Jakarta, (ANTARAGORONTALO) - Pengamat Pusat Studi Hukum dan Kebijakan Indonesia Bivitri Susanti mengatakan kemarahan Presiden Joko Widodo (Jokowi) atas pencatutan namanya terkait pembagian saham PT Freeport memberikan sinyal agar persoalan itu direspon oleh para penegak hukum.
"Presiden kan sudah "marah" dalam pernyataannya di media. Kemarahan presiden, menurut saya, punya implikasi konstitusional yang harus ditanggapi oleh aparat penegak hukum yang ada di bawah presiden, yaitu Kejaksaan, Kepolisian, dan KPK," katanya saat dihubungi Antara, Jakarta.
Menurut dia, kasus pencatutan nama Presiden Jokowi itu harus segera diselesaikan karena berpengaruh bagi nama baik atau wibawa Presiden Joko Widodo dalam memimpin pemerintahan Indonesia.
Ia mengatakan Mahkamah Kehormatan Dewan (MKD) tidak seharusnya mengadakan sidang tertutup terhadap kasus pencatutan nama presiden yang melibatkan Ketua DPR RI Setya Novanto itu.
Menurut dia, sidang seharusnya digelar terbuka hingga akhir agar proses dan informasi di dalam sidang tersampaikan secara jelas kepada publik.
"Sidang yang tertutup itu salah satu indikator bahwa Mahkamah Kehormatan Dewan mulai masuk angin, sehingga kasus ini perlu dibawa ke ranah hukum," ujarnya.
Sebelumnya, Kepala Staf Kepresidenan Teten Masduki menyebut Presiden Joko Widodo (Jokowi) marah luar biasa setelah membaca transkrip rekaman yang mencatut namanya terkait pembagian saham PT Freeport.
"Presiden sebenarnya ingin menunggu proses yang berjalan di MKD tetapi ketika sidang yang menghadirkan Setya Novanto justru digelar tertutup beliau marah," kata Teten Masduki di Kompleks Istana Kepresidenan Jakarta, Senin malam (7/12).

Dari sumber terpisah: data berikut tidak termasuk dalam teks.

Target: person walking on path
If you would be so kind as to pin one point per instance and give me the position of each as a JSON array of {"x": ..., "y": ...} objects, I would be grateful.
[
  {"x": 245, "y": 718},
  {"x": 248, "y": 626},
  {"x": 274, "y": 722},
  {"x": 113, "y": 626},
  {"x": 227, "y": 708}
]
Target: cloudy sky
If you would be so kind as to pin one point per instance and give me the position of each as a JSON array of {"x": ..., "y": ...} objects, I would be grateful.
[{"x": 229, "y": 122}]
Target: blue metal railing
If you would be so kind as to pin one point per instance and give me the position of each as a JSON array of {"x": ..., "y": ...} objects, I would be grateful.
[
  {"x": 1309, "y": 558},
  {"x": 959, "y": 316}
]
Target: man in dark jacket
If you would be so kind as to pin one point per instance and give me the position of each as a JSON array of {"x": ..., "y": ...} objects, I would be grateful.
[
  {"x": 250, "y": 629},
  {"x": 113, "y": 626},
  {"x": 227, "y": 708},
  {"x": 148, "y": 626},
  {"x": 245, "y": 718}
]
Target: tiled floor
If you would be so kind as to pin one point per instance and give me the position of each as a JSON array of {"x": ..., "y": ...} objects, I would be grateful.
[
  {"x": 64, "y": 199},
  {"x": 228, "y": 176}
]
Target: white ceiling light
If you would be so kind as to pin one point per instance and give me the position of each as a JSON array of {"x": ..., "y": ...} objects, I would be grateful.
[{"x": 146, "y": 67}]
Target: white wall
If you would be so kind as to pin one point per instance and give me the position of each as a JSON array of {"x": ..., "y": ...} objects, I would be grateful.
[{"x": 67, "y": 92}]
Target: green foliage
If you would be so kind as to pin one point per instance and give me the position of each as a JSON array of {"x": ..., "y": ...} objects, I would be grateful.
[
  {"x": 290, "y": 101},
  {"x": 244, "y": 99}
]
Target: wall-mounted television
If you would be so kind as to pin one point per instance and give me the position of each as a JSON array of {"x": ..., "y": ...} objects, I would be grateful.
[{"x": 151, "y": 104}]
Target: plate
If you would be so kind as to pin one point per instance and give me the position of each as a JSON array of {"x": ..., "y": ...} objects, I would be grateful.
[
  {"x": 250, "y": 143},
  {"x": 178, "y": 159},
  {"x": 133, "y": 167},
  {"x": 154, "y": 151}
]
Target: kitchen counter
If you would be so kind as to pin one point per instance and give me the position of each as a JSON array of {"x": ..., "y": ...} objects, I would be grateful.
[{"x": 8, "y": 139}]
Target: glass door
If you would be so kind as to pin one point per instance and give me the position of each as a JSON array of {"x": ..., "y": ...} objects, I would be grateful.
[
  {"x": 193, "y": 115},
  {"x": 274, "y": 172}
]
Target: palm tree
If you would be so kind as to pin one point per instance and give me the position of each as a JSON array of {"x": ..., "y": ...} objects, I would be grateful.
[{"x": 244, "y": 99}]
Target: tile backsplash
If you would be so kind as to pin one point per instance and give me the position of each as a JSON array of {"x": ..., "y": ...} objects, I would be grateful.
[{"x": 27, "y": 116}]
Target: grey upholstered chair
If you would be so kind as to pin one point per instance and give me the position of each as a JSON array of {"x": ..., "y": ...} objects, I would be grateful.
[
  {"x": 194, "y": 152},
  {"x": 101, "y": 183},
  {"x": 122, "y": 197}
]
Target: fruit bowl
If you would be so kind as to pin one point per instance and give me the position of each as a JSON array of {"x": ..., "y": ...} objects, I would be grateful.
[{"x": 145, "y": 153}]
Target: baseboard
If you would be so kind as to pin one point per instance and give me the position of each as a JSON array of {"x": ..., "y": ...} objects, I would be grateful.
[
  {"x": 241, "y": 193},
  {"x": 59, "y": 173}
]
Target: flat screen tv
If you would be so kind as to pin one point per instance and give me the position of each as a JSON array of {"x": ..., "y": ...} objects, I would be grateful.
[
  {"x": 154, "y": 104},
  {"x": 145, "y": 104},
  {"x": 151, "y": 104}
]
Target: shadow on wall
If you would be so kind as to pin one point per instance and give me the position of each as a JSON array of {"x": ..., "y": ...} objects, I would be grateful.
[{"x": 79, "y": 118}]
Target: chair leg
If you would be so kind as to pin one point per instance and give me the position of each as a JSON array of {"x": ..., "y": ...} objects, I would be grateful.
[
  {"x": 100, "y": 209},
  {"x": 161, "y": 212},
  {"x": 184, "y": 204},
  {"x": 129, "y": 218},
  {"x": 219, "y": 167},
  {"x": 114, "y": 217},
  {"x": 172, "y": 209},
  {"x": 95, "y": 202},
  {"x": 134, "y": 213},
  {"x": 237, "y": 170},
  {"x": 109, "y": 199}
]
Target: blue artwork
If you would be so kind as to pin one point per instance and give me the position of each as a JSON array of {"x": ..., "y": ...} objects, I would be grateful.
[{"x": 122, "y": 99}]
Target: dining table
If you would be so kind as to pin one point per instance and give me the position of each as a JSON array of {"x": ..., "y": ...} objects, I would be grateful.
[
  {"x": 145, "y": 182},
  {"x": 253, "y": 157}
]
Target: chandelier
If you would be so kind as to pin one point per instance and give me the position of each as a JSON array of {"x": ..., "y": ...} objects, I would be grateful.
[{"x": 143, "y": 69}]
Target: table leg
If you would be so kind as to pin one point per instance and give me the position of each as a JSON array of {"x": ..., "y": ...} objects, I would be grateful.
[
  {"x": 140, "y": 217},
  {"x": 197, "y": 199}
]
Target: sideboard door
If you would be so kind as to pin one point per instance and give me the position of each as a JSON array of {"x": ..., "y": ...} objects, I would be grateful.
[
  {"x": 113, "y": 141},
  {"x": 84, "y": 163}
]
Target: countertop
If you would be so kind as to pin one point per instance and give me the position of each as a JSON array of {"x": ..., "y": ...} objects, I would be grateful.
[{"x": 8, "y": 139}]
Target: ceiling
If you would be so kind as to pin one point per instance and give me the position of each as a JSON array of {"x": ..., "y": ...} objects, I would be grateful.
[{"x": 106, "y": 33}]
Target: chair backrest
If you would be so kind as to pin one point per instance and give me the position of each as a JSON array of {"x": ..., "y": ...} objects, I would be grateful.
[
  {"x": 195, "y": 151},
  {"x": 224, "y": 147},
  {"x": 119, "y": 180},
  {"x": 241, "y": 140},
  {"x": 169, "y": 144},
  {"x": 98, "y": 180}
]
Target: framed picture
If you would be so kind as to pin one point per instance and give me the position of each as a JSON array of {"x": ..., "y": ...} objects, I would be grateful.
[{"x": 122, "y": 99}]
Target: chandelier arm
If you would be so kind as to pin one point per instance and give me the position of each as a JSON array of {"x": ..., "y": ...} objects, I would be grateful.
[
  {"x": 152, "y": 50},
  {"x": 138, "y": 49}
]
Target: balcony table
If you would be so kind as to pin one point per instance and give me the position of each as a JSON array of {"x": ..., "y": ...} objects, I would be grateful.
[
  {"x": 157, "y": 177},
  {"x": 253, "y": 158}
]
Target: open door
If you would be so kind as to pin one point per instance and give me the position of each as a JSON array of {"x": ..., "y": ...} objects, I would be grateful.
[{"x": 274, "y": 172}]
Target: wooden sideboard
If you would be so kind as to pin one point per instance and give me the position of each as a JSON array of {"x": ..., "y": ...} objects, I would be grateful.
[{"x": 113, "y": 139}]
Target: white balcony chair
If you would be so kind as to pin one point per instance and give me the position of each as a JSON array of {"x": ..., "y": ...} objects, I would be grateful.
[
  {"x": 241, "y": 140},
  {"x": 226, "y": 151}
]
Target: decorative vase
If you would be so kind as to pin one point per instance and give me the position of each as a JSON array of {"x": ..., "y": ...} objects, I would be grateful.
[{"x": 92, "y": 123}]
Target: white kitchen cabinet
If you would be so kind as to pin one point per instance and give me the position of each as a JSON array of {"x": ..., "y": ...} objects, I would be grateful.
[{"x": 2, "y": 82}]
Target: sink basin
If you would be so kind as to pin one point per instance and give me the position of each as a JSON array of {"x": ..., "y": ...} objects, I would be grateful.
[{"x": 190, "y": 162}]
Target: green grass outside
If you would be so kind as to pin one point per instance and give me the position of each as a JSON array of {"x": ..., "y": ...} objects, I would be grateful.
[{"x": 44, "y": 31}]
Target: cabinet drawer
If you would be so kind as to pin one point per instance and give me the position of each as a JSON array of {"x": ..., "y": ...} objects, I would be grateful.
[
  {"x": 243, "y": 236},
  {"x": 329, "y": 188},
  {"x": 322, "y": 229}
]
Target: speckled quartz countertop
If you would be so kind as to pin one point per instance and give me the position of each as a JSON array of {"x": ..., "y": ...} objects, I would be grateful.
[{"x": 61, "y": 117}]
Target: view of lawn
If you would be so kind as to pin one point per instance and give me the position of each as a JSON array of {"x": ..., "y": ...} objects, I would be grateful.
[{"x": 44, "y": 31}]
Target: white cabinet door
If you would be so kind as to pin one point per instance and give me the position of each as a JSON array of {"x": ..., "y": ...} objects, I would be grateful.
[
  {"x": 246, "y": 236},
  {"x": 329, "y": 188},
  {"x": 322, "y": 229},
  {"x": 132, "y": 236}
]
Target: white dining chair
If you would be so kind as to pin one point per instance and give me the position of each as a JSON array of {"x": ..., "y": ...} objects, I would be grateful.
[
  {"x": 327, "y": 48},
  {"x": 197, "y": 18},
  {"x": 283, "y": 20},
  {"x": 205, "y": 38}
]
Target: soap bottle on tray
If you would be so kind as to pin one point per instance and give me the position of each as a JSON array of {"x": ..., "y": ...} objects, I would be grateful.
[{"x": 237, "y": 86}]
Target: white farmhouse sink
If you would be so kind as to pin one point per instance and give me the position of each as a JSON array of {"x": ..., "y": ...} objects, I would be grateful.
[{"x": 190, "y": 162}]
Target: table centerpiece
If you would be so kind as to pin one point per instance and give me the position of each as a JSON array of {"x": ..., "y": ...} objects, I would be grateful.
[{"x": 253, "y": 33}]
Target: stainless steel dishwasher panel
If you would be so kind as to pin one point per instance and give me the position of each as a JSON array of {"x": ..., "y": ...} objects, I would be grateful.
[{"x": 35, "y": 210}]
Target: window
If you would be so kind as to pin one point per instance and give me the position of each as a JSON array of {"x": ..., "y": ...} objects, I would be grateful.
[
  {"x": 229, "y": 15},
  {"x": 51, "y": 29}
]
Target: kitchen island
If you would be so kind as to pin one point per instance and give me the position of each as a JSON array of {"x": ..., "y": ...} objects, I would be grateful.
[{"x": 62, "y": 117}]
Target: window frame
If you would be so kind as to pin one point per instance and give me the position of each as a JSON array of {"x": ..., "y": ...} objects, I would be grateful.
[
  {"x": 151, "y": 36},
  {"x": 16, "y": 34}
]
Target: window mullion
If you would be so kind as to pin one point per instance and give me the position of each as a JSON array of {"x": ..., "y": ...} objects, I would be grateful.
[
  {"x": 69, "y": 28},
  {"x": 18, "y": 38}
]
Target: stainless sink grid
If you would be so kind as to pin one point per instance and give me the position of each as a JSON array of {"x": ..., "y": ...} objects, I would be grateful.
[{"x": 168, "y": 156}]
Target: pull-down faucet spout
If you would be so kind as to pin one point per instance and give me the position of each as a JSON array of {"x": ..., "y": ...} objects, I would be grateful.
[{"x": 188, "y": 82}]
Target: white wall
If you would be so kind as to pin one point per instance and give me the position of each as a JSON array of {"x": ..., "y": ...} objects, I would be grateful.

Selain itu, kata dia, setelah Presiden membaca lengkap transkrip rekaman tersebut Presiden Jokowi memang marah luar biasa.
Bahkan, ia menambahkan kalau dibilang presiden gila, "koppig", sudah sering dialami dan Presiden Jokowi tidak pernah menunjukkan kemarahannya. Kata "koppig" berasal dari bahasa Belanda yang berarti keras kepala.
"Tapi karena dicatut namanya dan dikaitkan dengan pembagian saham, Presiden marah luar biasa karena ini menyangkut nilai soal etika soal moralitas soal wibawa pemerintahan ya wibawa negara," katanya.
Kemarahan Presiden juga dipicu karena sidang MKD yang menghadirkan Ketua DPR RI Setya Novanto digelar tertutup.
Padahal sidang digelar terbuka ketika menghadirkan pihak pengadu Menteri Energi dan Sumber Daya Mineral (ESDM) Sudirman Said.